Il Distretto Biologico del Territorio Fiorentino è stato riconosciuto ufficialmente dalla Regione Toscana. E' il frutto di un percorso partecipato che coinvolge territorio e cittadini nella costruzione di un sistema del cibo più giusto e sostenibile. Oltre al Comune di Firenze ne fanno parte anche i comuni di Scandicci, Lastra a Signa e Signa.
Il 17 marzo è nato ufficialmente il Distretto Biologico del Territorio Fiorentino, un progetto sostenuto dalla Fondazione Cassa di Risparmio di Firenze, coordinato da Rete Semi Rurali e riconosciuto dalla Regione Toscana come parte di un percorso più ampio volto a diffondere l’agricoltura biologica e migliorare la qualità dei sistemi agroalimentari. Ne fanno parte, oltre al Comune di Firenze anche i comuni di Scandicci, Lastra a Signa e Signa.
Questo risultato è frutto di un lavoro condiviso e sinergico che ha coinvolto enti pubblici e privati, avvicinando il mondo agricolo alla vita quotidiana dei cittadini con l’obiettivo di valorizzare le produzioni locali, tutelare l’ambiente e promuovere l’agrobiodiversità, integrando sviluppo economico e sostenibilità.
La normativa regionale in tema di costituzione di Distretti Biologici impone vincoli precisi: la loro nascita è subordinata all'adesione di almeno un terzo dei Comuni del territorio interessato e richiede un impegno formale delle amministrazioni comunali nell'adozione di politiche attive, mirate alla tutela dell'uso del suolo, alla riduzione della produzione di rifiuti e alla difesa dell'ambiente, promuovendo contestualmente le produzioni biologiche e lo sviluppo dell'agrobiodiversità.
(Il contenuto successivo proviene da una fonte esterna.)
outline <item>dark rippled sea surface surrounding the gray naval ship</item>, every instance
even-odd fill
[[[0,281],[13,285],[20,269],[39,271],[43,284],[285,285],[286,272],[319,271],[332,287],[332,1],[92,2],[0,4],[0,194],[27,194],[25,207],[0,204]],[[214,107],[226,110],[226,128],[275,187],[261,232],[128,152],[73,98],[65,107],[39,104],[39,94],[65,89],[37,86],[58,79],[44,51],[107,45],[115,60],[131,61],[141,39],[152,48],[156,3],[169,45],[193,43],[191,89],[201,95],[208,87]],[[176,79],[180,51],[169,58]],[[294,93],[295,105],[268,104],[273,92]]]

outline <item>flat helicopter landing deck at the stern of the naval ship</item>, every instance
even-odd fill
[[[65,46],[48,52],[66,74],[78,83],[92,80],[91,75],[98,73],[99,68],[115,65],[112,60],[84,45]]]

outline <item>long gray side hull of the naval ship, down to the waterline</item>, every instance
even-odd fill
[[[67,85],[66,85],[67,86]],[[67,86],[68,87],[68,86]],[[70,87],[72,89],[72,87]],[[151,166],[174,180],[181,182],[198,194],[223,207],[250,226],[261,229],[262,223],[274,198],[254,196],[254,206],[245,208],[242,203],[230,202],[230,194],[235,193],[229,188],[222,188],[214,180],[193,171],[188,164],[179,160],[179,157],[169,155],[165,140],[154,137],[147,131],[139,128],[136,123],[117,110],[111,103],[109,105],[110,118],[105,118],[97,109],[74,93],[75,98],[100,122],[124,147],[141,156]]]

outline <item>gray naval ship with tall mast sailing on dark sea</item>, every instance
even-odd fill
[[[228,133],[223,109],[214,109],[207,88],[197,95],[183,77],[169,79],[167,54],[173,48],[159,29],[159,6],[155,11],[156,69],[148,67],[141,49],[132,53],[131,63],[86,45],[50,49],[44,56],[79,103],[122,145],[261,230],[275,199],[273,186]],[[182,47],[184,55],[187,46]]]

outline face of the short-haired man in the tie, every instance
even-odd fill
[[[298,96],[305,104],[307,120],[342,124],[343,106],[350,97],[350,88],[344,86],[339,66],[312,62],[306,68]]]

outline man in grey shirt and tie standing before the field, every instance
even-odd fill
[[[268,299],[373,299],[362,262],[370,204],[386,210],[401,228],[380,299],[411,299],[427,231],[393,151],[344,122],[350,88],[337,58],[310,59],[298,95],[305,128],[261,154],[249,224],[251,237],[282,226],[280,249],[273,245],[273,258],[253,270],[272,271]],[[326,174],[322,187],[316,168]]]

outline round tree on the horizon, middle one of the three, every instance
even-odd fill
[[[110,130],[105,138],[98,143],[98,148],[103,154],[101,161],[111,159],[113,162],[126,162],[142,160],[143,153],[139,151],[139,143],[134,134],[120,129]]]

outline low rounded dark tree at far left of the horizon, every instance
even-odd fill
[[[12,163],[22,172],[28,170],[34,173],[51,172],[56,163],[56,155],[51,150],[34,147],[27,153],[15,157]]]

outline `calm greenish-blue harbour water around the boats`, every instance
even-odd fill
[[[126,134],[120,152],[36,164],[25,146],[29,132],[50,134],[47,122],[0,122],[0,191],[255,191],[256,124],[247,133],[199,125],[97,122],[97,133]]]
Il Distretto Fiorentino, il tredicesimo riconosciuto in Toscana, si estende su un’area agricola dinamica, con oltre mille ettari coltivati a biologico o in conversione, e 95 aziende impegnate sul territorio, configurando un modo innovativo di guardare al territorio e alla sua pianificazione. Il progetto si modella infatti come spazio di collaborazione e di rete tra i vari mercati locali, con incontri tra produttori e cittadini oltre che strumenti a sostegno degli agricoltori, come lo sportello agroecologico.
Il soggetto referente del Distretto Biologico Fiorentino che ha coordinato tutto il percorso è Rete Semi Rurali, ente nazionale del terzo settore, composto da 40 associazioni che lavorano per promuovere la biodiversità coltivata e l'agroecologia in agricoltura.
Nei prossimi mesi sarà possibile aderire e contribuire alla crescita dell’iniziativa: un invito aperto a partecipare e costruire insieme un sistema del cibo più sostenibile per tutti, con l’obiettivo di portare sempre più prodotti biologici anche nelle mense e diffondere una cultura alimentare più consapevole.